In a way I did. I was demoted because of a situation, which in retrospect I can see was caused largely in part due to difficult child stress. I took the demotion as a wake up call, and quit my job to homeschool difficult child. I decided I could not look back when he was 25 and regret anything. At the time, I thought he needed me and the flexibility I could offer him, more than any one thing. Again, in retrospect, I am not sure it was the best choice - however - the demotion started the ball rolling - and you never know if when he is 25, I will not look back and decide it was the best thing.
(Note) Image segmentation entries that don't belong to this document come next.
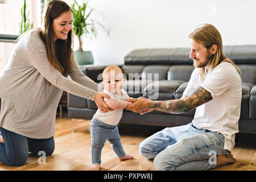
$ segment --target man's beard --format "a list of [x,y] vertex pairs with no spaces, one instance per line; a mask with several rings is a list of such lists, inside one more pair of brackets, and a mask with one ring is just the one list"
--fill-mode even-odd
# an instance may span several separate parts
[[[212,56],[209,56],[208,55],[208,58],[204,62],[204,63],[200,63],[199,64],[199,65],[196,65],[196,64],[194,63],[194,64],[193,64],[193,65],[194,66],[194,67],[196,68],[204,68],[205,67],[205,66],[208,64],[209,62],[210,61],[210,60],[212,59],[212,57],[213,56],[213,55],[212,55]],[[195,60],[199,60],[198,59],[196,59]]]

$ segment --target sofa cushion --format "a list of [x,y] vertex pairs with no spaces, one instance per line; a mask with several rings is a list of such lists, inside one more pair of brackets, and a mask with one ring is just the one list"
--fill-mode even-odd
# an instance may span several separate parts
[[249,118],[250,91],[253,85],[251,84],[242,83],[242,101],[241,103],[240,118]]
[[139,80],[143,68],[143,65],[124,65],[122,70],[126,76],[126,80]]
[[188,81],[194,68],[189,65],[172,65],[168,71],[167,80]]
[[128,80],[123,84],[123,88],[130,97],[141,97],[144,88],[151,82],[150,80]]
[[256,119],[256,85],[253,86],[250,92],[250,119]]
[[142,79],[162,80],[167,80],[167,72],[169,66],[167,65],[146,65],[142,71]]
[[190,51],[189,48],[137,49],[125,57],[125,64],[192,65]]
[[242,72],[243,82],[256,84],[256,65],[238,64],[237,67]]
[[183,82],[180,80],[155,81],[147,85],[143,90],[143,96],[153,100],[174,99],[175,90]]
[[[225,47],[224,46],[224,49]],[[256,45],[233,46],[230,56],[228,57],[237,64],[255,65]]]

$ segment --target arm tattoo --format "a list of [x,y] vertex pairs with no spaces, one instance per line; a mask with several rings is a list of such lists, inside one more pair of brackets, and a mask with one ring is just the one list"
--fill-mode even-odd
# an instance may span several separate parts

My job thankfully is very understanding, but I am only PT, to go FT would be a whole new set of rules and I could not make the cut with all the time I am leaving work for difficult child's.
I love my job and co-workers, I just do not get paid when I am not there, sick or on vacation.
One day at a time
Bone of contention -
More of a lost job due to school NOT following IEP properly -
Single Mom -
to start 40K a year
With company car
Decorating consultant for my office -
Carte blanche on office equipment
10 years ago
Yup - GONE..........
And one other that I basically said when I was told I was no longer helpful, my personal life was interferring with my "real" job, and my job should come first over my family.....I stood up and said
WHOT?? EWE DON' LIKE IT........WELL (OBSCENE OBSCENE) - and shut the door like I was going to slam it and then shut it quietly. Jerks.
-Heard a couple years later one of the women ended up with a daughter like Dude - and they let her go. I bumped into her and she told me what she and the other woman did to me over my sons medical problems were wrong - and that she was also let go - but left in tears -=not the dramatic fake English accent and pretend door slam I did - lol (we both got a chuckle out of it later)
I haven't lost a job but have had to use up a lot of sick time due to difficult child. It's so frustrating.